Additionally, synthetic benchmarks from 3DMark show noteworthy results: the Arc Pro B70 surpasses the RTX 5060 Ti by 21% and the Arc B580 by 45%, even considering Intel's specific optimizations for this suite. The most intriguing aspect is that the card is not optimized for this type of applications, suggesting a substantial margin for improvement in gaming. After all, Intel has demonstrated over the years how much software optimization can make a difference.

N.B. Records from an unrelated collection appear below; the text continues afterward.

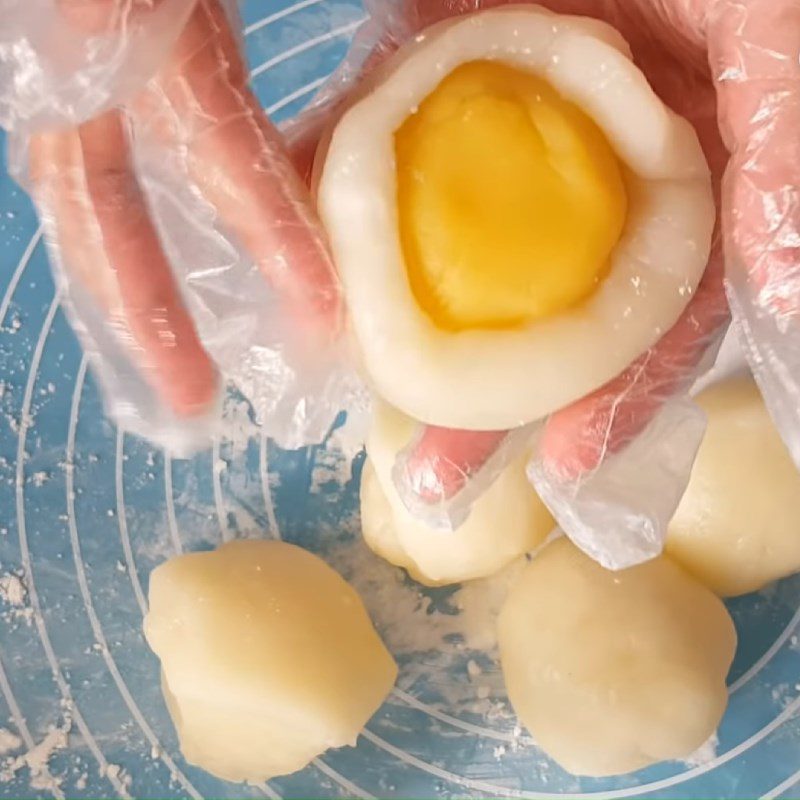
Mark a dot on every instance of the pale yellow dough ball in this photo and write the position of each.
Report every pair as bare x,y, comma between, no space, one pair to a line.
613,671
507,521
737,526
268,657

Clearly, one of the main advantages lies in the memory: the card boasts 32GB of GDDR6 ECC VRAM, which is significantly higher than most modern gaming GPUs. This factor mainly impacts AI and machine learning workloads. In MLPerf Client tests, the Arc Pro B70 reaches 95.5 tokens per second, compared to 73.7 tok/s of the RTX 5060 Ti. Even more pronounced is the advantage in TTFT (time to first token), where the Intel solution proves to be over four times faster due to the greater amount of available memory.

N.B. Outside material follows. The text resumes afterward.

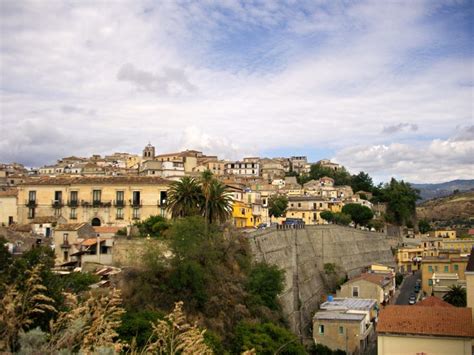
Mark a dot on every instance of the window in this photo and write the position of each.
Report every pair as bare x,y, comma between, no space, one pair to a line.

The current main limitation, therefore, does not lie with the chip but with its commercial positioning. The Arc Pro B70 uses Intel Pro professional drivers instead of the dedicated gaming Arc drivers. This is why many observers see the BMG-G31 chip as the ideal foundation for a possible Arc B770, a mid-high-end gaming model that, with less memory and optimized drivers, could approach the performance of an RTX 5070. Unfortunately, the B770 has never been confirmed, and according to some rumors, Intel may have even abandoned the project due to current memory costs.
However, the price remains a sticking point. The Arc Pro B70 is offered at $949, a figure justified by the segment in which it is positioned, namely workstations and AI. In the case of a gaming variant, competing with NVIDIA and AMD would mean proposing a possible B770 around $500, a figure that is considerably more challenging to achieve due to memory constraints.
For now, we can say that the Arc Pro B70 lays excellent foundations for the company's future, and collaboration with NVIDIA could result in truly interesting products. Unfortunately, though, at the moment, there are very few certainties, if any, so we suggest not to feed false hopes.